This summer, Northrop Grumman is playing an important role in a historic phase of Mars exploration. Northrop Grumman’s LN-200S inertial measurement unit (IMU) will provide extended life inertial navigation for NASA Jet Propulsion Laboratory’s (JPL) Perseverance Mars Rover, a mission that will seek signs of ancient life on the Red Planet.
The design life of the Perseverance Rover mission is about 1,071 Earth days (1.5 Mars year); however, NASA JPL required Northrop Grumman’s technology to be rigorously tested to double that time. This is a performance threshold the company felt confident it could meet after the success of the Mars rovers Spirit and Opportunity, which launched in 2003 and featured the LN-200S. Both missions had a 90 Earth day design life, but the Opportunity rover ended up stretching to almost 15 Earth years (8 Mars years).
The LN-200S — part of the LN-200 product line of fiber-optic gyroscope (FOG) IMUs — will provide attitude and acceleration information throughout the Perseverance Mars Rover surface mission. It will be mounted deep inside the Rover as the vehicle traverses the planet’s surface and drills to collect core samples. The low cost, small size, weight and power (SWAP) LN-200S features three FOG gyroscopes and three silicon Micro Electro-Mechanical Systems (MEMS) accelerometers in a hermetically sealed package ideal for space applications, including asteroid and planetary probes.

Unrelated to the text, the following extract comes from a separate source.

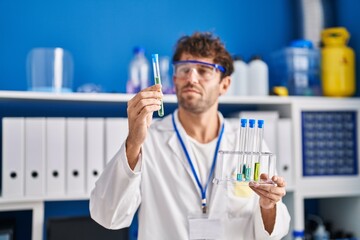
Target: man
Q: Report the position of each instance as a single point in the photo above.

“Northrop Grumman’s LN-200S has significant space heritage, offering proven capability and reliability in the demanding space flight environment on board many spacecraft in LEO, GEO and has traveled to a variety of heavenly bodies including Earth’s moon, Mars and asteroids,” said Brandon White, VP, navigation and positioning systems, Northrop Grumman. “Our IMU will play an essential part in the Perseverance Rover’s navigation as NASA pursues its long-term scientific mission.”